Выражение глубокого смущения промелькнуло по его лицу. Он был видным парнем, загорелым и привлекательным, как молодой фавн с копной черных курчавых волос, но сейчас, оглядываясь через плечо в сторону дома, как будто в страхе, что нас могут прервать, выглядел невзрачным.

– Я… эм… об этом-то и хотел с вами поговорить.

– О! Что ж… – Я изобразила приглашающий жест, показывая, что он может безбоязненно облегчить душу, и развернулась, собираясь начать полоть, чтобы он не стеснялся говорить. У меня появились кое-какие предположения насчет того, что именно он хочет у меня спросить, хотя я не понимала, какое отношение это может иметь к Хиллсборо.

– Это… мм… это касается мисс Лиззи, – начал он, сложив руки перед собой.

– Да? – ободряюще сказала я, почти убедившись в правильности своих догадок. Я бросила взгляд в западный угол сада, где пчелы радостно жужжали среди высоких желтых зонтиков дауко. Все лучше, чем презервативы образца восемнадцатого века.

– Я не могу жениться на ней, – выпалил он.

– Что? – Я перестала полоть и выпрямилась, глядя на него. Его губы были плотно сжаты, и я поняла: то, что я приняла за смущение, было попыткой спрятать сильное беспокойство и печаль, которые теперь явно отразились в его чертах. – Ну-ка, иди сюда и присядь. – Я подвела его к маленькой скамейке, которую Джейми смастерил для меня в северной части сада под сенью черного эвкалипта.

Манфред сел, свесив голову на грудь и уронив руки на колени перед собой. Я сняла с головы широкополую шляпу, вытерла лицо фартуком и потуже затянула волосы, вдыхая прохладную свежесть эвкалипта и еловых деревьев, которые росли выше по склону.

– Так что случилось? – спросила я деликатно, видя, что он не знает, с чего начать. – Может, ты не уверен, что любишь ее?

Он как-то диковато глянул на меня и снова опустил глаза, внимательно рассматривая свои колени.

– О нет, мэм. То есть я не люблю, но дело не в этом.

– Не в этом?

– Нет. Я хочу сказать, я уверен, что мы бы полюбили друг друга со временем, так говорит mutter. И Лиззи мне нравится, конечно, – поспешно добавил парень. – Па говорит, что Лиззи – чистая душа, и мои сестры очень к ней привязаны.

Я пространно промычала в ответ.
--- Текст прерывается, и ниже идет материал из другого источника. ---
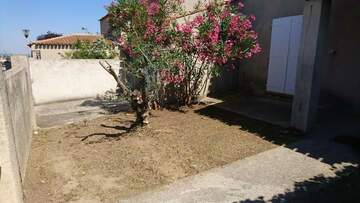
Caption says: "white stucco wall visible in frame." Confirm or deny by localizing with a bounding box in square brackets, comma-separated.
[0, 56, 35, 203]
[30, 59, 120, 104]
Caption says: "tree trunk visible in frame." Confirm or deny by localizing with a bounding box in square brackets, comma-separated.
[99, 61, 150, 126]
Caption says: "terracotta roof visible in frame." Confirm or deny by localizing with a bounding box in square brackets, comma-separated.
[29, 34, 107, 46]
[99, 14, 110, 21]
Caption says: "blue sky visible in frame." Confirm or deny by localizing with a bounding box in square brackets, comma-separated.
[0, 0, 111, 54]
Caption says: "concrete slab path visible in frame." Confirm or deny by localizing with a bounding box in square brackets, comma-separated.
[119, 136, 359, 203]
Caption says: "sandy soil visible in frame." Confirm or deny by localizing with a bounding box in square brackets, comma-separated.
[25, 107, 298, 203]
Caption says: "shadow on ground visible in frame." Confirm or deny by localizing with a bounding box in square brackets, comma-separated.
[197, 105, 360, 203]
[234, 166, 360, 203]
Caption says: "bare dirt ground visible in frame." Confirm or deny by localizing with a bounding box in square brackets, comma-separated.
[25, 107, 300, 203]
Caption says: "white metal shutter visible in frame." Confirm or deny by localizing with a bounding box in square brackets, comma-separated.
[285, 16, 303, 95]
[267, 16, 302, 94]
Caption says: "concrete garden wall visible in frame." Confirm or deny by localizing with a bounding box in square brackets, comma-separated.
[30, 59, 120, 105]
[0, 56, 35, 203]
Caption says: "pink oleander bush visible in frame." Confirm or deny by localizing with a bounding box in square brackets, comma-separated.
[108, 0, 261, 105]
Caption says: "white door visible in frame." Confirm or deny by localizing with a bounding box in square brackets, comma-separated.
[267, 15, 303, 95]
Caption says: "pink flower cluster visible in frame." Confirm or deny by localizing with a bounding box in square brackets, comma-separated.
[176, 0, 261, 65]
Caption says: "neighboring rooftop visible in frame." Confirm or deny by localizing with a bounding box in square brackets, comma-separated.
[29, 34, 103, 46]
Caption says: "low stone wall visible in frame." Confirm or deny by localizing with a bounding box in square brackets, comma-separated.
[0, 56, 35, 203]
[30, 59, 120, 105]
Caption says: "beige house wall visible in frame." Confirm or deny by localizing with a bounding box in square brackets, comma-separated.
[31, 45, 72, 60]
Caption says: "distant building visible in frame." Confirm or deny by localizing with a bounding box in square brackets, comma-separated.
[28, 34, 102, 60]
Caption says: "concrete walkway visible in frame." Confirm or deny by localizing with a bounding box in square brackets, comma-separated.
[120, 129, 360, 203]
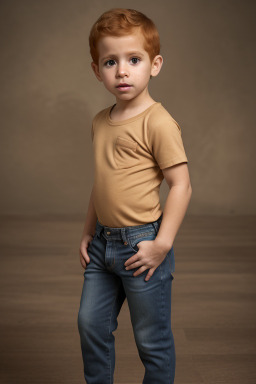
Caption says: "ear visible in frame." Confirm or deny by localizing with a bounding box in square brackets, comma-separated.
[91, 61, 102, 81]
[151, 55, 164, 76]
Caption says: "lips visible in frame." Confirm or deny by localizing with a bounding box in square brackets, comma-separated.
[117, 83, 131, 88]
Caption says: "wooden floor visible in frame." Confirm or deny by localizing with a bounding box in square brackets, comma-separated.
[0, 216, 256, 384]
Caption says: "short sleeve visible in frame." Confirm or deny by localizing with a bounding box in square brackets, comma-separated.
[148, 113, 188, 169]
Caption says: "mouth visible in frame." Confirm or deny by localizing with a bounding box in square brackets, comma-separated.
[117, 83, 131, 88]
[116, 83, 132, 91]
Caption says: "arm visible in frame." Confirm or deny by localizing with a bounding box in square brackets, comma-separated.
[79, 188, 97, 268]
[124, 163, 192, 281]
[155, 163, 192, 251]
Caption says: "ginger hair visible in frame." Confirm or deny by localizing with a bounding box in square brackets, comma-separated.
[89, 8, 160, 65]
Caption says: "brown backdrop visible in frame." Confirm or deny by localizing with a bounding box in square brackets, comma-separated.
[0, 0, 256, 214]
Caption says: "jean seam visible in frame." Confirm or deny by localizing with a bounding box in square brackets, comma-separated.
[108, 283, 121, 384]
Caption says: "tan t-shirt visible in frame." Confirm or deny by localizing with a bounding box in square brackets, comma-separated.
[91, 102, 188, 227]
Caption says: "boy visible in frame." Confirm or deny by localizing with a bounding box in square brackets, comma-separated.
[78, 8, 192, 384]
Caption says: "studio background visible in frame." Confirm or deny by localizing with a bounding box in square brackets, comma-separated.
[0, 0, 256, 215]
[0, 0, 256, 384]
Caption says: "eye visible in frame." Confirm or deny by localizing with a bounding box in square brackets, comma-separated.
[104, 59, 115, 67]
[131, 57, 140, 64]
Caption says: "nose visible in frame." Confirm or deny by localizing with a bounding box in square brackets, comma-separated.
[116, 63, 129, 77]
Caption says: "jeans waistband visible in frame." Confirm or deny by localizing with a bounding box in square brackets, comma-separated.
[95, 213, 163, 241]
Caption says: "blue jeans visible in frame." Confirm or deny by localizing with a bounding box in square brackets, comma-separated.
[77, 214, 176, 384]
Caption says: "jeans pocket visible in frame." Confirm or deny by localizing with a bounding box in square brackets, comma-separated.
[128, 229, 156, 253]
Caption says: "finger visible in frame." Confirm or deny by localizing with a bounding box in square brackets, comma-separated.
[145, 268, 155, 281]
[124, 255, 139, 267]
[133, 265, 148, 277]
[125, 260, 145, 271]
[80, 250, 90, 264]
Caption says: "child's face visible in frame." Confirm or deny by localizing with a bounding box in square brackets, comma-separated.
[91, 33, 162, 102]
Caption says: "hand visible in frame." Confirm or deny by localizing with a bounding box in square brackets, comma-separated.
[124, 240, 168, 281]
[79, 235, 93, 269]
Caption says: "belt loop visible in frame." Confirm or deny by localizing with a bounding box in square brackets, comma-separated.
[121, 227, 127, 243]
[152, 221, 158, 235]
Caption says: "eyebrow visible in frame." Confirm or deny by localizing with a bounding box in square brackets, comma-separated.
[101, 51, 144, 62]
У меня с самого начала были сомнения насчет этого союза, и, похоже, они оказались верными.

– Может… есть кто-то другой? – спросила я осторожно.

Манфред медленно покачал головой, я услышала, как он тяжело сглотнул.

– Нет, мэм, – ответил он тихо.

– Ты уверен?

– Да, мэм. – Парень сделал глубокий вдох. – То есть… был другой человек. Но теперь с этим покончено.

Его слова привели меня в замешательство. Если он решил оставить другую девушку – из страха перед матерью или по другой причине, – то что мешало ему жениться на Лиззи?

– Та, другая девушка… она, случаем, не из Хиллсборо? – Кое-что прояснялось. Когда я встретила Манфреда с семьей на собрании, его сестры обменялись понимающими взглядами, когда речь зашла о его поездках в Хиллсборо. Они уже тогда обо всем знали, даже если Уте была не в курсе.

– Да. Поэтому я поехал в Хиллсборо… То есть я должен был поехать из-за… эмм… Но я хотел увидеть… Миру… чтобы сказать, что я скоро женюсь на мисс Уэмисс и поэтому больше не могу ее навещать.